Research talks from Resnick Graduate Research Fellow Cody Finke & Resnick Postdoctoral Scholar Justin Jasper
Please join us!
Finke's talk: "Proof of Concept for Using Atomic Layer Deposition to Tune Surface Electronics and Catalytic Overpotentials of a Heterogeneous Electrocatalyst, Applied to IrO2 as a Chlorine Evolution Reaction Catalyst for Wastewater Treatment in the Developing World"
Rational optimization is a critical problem in the field of heterogeneous electrocatalysis, and more tools are needed to be able to rationally create and tune catalytic active sites. By coating the chlorine evolution reaction (CER) catalyst IrO2 with a small number of TiO2 atomic layer deposition (ALD) cycles, the catalytic parameters may be tuned in a Sabatier-like manner. Potential of Zero Charge measurements show that adding different numbers of ALD cycles of TiO2 works to tune the surface electronics to an intermediate state between TiO2 and IrO2. This is a proof of concept that ALD can be used to tune the surface electronics of a catalyst for the environmentally important CER. Based on this proof of concept, it may be possible to use ALD to tune the electronic properties of other electrocatalysts for reactions or to tune non-precious metal based catalysts to be active for critical reactions.
Jasper's talk: "Fate of Organic Chemicals during Electrochemical Wastewater Treatment: Pharmaceuticals and Disinfection By-Products"

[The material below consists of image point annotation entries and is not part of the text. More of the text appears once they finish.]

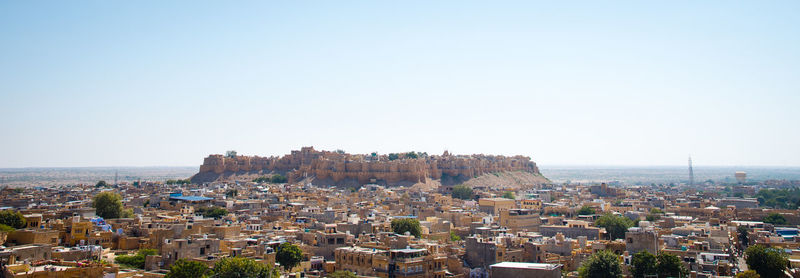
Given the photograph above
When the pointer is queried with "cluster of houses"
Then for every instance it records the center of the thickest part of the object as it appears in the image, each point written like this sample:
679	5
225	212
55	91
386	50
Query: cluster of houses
540	232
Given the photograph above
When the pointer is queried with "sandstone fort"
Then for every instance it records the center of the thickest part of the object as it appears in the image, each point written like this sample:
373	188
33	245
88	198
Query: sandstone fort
338	168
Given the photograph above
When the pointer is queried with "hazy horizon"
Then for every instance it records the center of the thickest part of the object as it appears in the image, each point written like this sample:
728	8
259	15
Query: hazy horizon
568	83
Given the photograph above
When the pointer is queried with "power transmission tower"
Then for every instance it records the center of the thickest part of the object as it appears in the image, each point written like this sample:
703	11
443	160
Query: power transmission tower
691	172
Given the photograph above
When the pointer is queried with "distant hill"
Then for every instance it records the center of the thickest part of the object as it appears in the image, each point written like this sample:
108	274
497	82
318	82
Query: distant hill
339	168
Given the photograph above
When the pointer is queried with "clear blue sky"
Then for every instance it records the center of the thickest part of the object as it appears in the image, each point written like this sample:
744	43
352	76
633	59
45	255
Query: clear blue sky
133	83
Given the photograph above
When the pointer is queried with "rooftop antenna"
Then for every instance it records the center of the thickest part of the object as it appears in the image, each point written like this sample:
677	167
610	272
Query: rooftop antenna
691	172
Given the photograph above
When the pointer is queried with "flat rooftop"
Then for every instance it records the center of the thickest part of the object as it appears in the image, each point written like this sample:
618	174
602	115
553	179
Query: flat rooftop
537	266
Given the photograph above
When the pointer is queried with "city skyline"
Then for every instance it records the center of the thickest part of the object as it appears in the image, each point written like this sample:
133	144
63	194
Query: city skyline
166	84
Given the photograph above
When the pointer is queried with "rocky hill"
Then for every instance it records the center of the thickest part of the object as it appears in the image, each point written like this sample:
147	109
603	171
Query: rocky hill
339	168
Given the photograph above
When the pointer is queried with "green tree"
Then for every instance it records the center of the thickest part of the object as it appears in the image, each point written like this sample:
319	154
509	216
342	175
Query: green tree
187	269
743	233
643	264
616	225
231	193
342	274
462	192
212	212
403	225
108	205
670	266
289	255
748	274
238	267
135	261
775	218
278	178
13	219
767	262
454	236
603	264
586	210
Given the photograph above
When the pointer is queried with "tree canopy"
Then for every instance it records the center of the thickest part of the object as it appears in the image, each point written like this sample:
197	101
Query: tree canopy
137	260
289	255
670	266
238	267
603	264
616	225
767	262
586	210
748	274
212	212
187	269
342	274
184	181
403	225
274	178
462	192
108	205
643	263
743	233
779	198
775	218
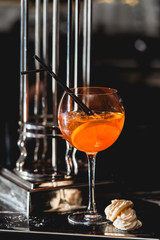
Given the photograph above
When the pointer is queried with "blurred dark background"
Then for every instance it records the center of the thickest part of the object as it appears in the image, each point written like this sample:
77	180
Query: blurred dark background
126	56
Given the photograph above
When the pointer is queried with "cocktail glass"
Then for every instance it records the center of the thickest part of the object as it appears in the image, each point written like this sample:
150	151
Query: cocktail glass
91	134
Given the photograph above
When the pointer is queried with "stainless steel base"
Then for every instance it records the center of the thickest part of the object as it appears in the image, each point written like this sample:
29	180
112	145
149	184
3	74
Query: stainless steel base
28	197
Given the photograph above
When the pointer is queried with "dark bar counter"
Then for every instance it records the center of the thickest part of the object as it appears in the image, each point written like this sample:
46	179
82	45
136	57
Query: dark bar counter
54	225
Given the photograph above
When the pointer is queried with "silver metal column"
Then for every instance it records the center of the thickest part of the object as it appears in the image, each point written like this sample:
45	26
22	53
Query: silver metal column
38	130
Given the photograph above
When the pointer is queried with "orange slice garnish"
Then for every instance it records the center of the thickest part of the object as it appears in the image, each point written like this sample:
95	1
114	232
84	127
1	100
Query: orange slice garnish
94	136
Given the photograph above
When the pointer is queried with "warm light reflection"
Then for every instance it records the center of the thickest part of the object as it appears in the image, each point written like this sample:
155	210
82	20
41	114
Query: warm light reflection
129	2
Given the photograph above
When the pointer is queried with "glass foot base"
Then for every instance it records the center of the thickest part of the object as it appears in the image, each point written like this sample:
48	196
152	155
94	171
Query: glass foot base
82	219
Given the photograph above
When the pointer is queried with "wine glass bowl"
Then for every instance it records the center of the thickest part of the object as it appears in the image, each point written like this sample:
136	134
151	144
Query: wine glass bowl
91	133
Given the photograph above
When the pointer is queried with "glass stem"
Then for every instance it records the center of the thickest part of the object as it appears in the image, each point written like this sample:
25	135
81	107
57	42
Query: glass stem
91	211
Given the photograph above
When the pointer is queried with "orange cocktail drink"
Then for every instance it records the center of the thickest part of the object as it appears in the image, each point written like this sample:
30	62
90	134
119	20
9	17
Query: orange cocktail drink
91	133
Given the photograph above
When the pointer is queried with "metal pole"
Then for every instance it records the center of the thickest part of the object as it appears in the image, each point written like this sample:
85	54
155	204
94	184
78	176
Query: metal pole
84	59
45	57
55	65
87	32
37	52
69	44
23	62
76	47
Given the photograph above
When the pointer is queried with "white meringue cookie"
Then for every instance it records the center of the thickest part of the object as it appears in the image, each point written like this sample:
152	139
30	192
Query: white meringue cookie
122	215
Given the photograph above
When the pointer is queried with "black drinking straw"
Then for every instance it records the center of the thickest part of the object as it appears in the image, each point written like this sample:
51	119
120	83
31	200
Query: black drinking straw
65	88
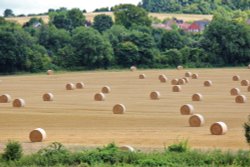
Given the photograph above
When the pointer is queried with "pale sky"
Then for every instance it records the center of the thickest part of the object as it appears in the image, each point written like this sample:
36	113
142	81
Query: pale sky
41	6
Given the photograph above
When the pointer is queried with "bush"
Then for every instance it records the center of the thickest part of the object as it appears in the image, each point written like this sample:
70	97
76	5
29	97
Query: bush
13	151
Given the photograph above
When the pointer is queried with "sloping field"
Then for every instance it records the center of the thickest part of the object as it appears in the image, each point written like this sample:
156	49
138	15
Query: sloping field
75	118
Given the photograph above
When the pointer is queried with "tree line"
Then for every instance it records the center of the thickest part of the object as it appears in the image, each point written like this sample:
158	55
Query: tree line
70	42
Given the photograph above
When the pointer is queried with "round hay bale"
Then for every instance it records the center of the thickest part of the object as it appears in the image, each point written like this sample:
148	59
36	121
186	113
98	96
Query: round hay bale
106	89
208	83
18	103
187	109
236	78
155	95
244	82
188	74
70	86
176	88
48	97
241	99
80	85
196	120
5	98
195	76
99	97
119	109
235	91
218	128
127	148
174	81
197	97
142	76
37	135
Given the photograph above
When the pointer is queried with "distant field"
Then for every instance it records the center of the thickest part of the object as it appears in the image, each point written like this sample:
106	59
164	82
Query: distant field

Electrochemical processes holds promise for decentralized wastewater treatment, especially in developing countries where the infrastructure for conventional wastewater treatment is not available. While electrochemical treatment efficiently disinfects wastewater and removes nutrients, its ability to transform wastewater-derived trace organic contaminants, such as pharmaceuticals, is poorly understood. My talk will show that pharmaceuticals are efficiently transformed during electrochemical treatment, primarily via reaction with reactive chlorine species generated on mixed-metal anodes. Halogenated transformation products, which may be more toxic than parent compounds, also typically undergo further transformation during treatment. However, the production of regulated disinfection by-products, including haloacetic acids and trihalomethanes, during electrochemical wastewater treatment remains a cause for concern.